For Artificial Neural Networks to gain a even wider degree
of user acceptance and to enhance their overall utility as
learning and generalisation tools, it is highly desirable if
not essential that an `explanation' capability becomes an
integral part of the functionality of a trained ANN. Such a
requirement is mandatory if, for example, the ANN is to be
used in what are termed as `safety critical' applications
such as airlines and power stations. In these cases it is
imperative that a system user be able to validate the output
of the Artificial Neural Network under all possible input
conditions.

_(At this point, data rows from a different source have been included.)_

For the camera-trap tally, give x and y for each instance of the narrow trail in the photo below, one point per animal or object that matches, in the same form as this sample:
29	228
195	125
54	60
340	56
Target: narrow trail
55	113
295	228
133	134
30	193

Further the system user should be provided with
the capability to determine the set of conditions under
which an output unit within an ANN is active and when it is
not, thereby providing some degree of transparency of the
ANN solution.
Craven & Shavlik (1994) define the rule-extraction from
neural networks task as follows: "Given a trained neural
network and the examples used to train it, produce a concise
and accurate symbolic description of the network." The
following discussion of the importance of rule-extraction
algorithms is based on this definition.
THE IMPORTANCE OF RULE-EXTRACTION ALGORITHMS
Since rule extraction from trained Artificial Neural
Networks comes at a cost in terms of resources and
additional effort, an early imperative in any discussion is
to delineate the reasons why rule extraction is an
important, if not mandatory, extension of conventional ANN
techniques. The merits of including rule extraction
techniques as an adjunct to conventional Artificial Neural
Network techniques include:
Data exploration and the induction of scientific theories
Over time neural networks have proven to be extremely
powerful tools for data exploration with the capability to
discover previously unknown dependencies and relationships
in data sets. As Craven and Shavlik (1994) observe, `a
(learning) system may discover salient features in the input
data whose importance was not previously recognised.'
However, even if a trained Artificial Neural Network has
learned interesting and possibly non-linear relationships,
these relationships are encoded incomprehensibly as weight
vectors within the trained ANN and hence cannot easily serve
the generation of scientific theories. Rule-extraction
algorithms significantly enhance the capabilities of ANNs to
explore data to the benefit of the user.
Provision of a `user explanation' capability
Experience has shown that an explanation capability is
considered to be one of the most important functions
provided by symbolic AI systems. In particular, the salutary
lesson from the introduction and operation of Knowledge
Based systems is that the ability to generate even limited
explanations (in terms of being meaningful and coherent) is
absolutely crucial for the user-acceptance of such systems.
In contrast to symbolic AI systems, Artificial Neural
Networks have no explicit declarative knowledge
representation. Therefore they have considerable difficulty
in generating the required explanation structures. It is
becoming increasingly apparent that the absence of an
`explanation' capability in ANN systems limits the
realisation of the full potential of such systems and it is
this precise deficiency that the rule extraction process
seeks to redress.
Improving the generalisation of ANN solutions
Where a limited or unrepresentative data set from the
problem domain has been used in the ANN training process, it
is difficult to determine when generalisation can fail even
with evaluation methods such as cross-validation. By being
able to express the knowledge embedded within the trained
Artificial Neural Network as a set of symbolic rules, the
rule-extraction process may provide an experienced system
user with the capability to anticipate or predict a set of
circumstances under which generalisation failure can occur.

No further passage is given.